In Biathlon, all Paralympic athletes shoot from a prone position.

==Sport==
A factoring system is used in the sport to allow different classes to compete against each other when there are too few individual competitors in one class in a competition. The factoring system works by having a number for each class based on their functional mobility or vision levels, where the results are calculated by multiplying the finish time by the factored number. The resulting number is the one used to determine the winner in events where the factor system is used.

In para-Nordic skiing, which includes cross-country skiing and biathlon events, this classification is grouped with other standing classes. For the 2003/2004 para-Nordic skiing season, the percentage for the classic technique was 94 or 96% and percentage for free was 96%. The percentage for the 2008/2009 and 2009/2010 ski seasons was 96% for classic and 96% for free technique. The factoring for LW4 alpine skiing classification during the 2011/2012 skiing season was 0.9961 for slalom, 0.995 for giant slalom, 0.9901 for super-G and 0.9949 for downhill. The percentage for the 2012/2013 ski season was 96% for classic and 96% for free.
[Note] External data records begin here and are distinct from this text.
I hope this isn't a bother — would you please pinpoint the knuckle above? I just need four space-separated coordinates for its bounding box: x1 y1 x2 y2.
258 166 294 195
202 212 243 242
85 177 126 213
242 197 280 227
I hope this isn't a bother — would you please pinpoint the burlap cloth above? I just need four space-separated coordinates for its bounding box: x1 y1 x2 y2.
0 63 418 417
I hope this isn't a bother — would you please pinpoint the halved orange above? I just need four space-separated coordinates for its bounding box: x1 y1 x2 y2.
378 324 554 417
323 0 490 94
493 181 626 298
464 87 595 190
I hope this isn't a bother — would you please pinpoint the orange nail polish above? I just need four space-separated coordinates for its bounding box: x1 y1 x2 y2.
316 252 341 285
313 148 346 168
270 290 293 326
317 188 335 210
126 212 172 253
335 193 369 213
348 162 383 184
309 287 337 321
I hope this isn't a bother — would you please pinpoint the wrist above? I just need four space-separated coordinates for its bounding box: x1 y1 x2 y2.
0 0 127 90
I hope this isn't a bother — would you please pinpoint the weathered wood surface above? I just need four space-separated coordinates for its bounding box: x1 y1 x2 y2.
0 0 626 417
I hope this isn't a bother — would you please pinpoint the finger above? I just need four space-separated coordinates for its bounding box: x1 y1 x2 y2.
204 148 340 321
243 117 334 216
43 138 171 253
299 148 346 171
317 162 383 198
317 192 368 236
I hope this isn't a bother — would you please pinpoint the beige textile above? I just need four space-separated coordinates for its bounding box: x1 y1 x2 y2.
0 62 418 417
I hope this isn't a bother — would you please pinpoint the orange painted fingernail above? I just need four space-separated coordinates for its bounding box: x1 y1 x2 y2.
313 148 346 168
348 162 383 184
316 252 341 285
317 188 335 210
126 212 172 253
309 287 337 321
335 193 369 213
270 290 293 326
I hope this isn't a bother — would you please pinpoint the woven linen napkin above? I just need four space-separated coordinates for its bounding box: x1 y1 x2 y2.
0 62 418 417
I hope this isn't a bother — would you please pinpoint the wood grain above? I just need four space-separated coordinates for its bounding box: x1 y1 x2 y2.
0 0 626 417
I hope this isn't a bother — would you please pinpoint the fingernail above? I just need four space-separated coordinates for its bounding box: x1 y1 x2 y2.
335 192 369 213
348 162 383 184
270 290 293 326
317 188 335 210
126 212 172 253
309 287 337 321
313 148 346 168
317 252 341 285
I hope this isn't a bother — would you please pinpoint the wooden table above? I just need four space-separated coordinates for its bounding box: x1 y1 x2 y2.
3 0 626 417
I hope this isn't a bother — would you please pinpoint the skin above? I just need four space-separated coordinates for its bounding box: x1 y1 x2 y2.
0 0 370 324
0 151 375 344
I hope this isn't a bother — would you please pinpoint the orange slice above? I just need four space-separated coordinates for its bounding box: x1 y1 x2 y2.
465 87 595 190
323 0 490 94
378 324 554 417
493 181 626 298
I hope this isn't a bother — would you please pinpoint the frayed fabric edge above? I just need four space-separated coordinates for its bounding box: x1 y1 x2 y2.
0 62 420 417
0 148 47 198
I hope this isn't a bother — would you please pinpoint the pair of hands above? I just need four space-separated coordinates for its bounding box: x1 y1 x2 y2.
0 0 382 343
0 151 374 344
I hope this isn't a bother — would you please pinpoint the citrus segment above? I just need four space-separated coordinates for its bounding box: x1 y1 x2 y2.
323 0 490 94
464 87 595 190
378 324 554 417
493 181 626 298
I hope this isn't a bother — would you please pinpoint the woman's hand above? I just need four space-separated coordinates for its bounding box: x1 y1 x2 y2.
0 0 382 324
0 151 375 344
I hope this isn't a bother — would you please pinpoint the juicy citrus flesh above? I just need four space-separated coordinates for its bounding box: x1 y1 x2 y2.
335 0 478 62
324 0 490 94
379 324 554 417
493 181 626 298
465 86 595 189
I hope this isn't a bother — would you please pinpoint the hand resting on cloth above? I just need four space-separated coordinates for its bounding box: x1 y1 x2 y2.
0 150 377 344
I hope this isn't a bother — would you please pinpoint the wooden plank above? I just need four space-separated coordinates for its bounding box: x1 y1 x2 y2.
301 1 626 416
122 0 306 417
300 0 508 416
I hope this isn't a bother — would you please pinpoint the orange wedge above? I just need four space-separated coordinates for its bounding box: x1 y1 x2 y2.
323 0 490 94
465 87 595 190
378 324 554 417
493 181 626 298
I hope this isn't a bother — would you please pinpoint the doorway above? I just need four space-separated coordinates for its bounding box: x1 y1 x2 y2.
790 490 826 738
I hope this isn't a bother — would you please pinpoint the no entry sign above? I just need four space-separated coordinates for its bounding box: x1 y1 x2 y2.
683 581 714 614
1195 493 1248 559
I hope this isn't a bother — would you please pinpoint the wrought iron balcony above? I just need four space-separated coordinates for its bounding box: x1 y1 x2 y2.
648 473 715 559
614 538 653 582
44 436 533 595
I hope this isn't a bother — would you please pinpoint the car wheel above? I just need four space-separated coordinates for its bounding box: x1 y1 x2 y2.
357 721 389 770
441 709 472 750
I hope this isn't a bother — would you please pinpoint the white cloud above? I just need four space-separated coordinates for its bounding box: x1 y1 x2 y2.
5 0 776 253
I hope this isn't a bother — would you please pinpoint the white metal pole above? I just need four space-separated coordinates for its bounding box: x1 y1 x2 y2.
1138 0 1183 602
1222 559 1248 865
In para-alpine skiing events, this classification is grouped with standing classes who are seeded to start after visually impaired classes and before sitting classes in the slalom and giant slalom. In downhill, super-G, and super combined, this same group competes after the visually impaired classes and sitting classes. A skier is required to have their ski poles or equivalent equipment planted in the snow in front of the starting position before the start of the race. The IPC advises event organisers to run the men's standing ski group after the blind men's group and before the blind women's group. Women's standing classes are advised to go last.

==Events==
While LW4 was not grouped with others classes at an event in the 1980s, it became grouped with other classifications during the 1990s and 2000s. At the 1986 World Disabled Ski Championships, 1988 World Winter Games for the Disabled, 1990 Disabled Alpine World Championships, 1992 Winter Paralympics, 1994 Winter Paralympics, 1996 Disabled Alpine World Championships in Lech, Austria, 1998 Winter Paralympics and 2002 Winter Paralympics, the men's LW4 skiers were not grouped with others classes for medal events. For women at the 1998 Winter Paralympics, the LW1, LW3, LW4, LW5 and LW6 classes competed in one group. At the 2002 Winter Paralympics in alpine-skiing, women's LW3, LW4, LW6/8 and LW9 were grouped for the women's super-G and downhill events, and LW3, LW4, and LW9 were grouped for the Slalom and Giant Slalom events. At the 2005 IPC Nordic Skiing World Championships, this class was grouped with other standing skiing classifications. In cross country, this class was eligible to compete in the men and women's 5 km, 10 km and 20 km individual race. In the men and women's biathlon, this classification was again grouped with standing classes in the 7.4 km race with 2 shooting stages 12.5 km race which had four shooting stages. At the 2009 World Championships, there were no women from this class competing in the standing downhill event. In the men's standing downhill, there were five skiers from this class.

==Competitors==
Skiers in this classification include Australian Scott Adams and New Zealanders Steve Bayley and Patrick Cooper.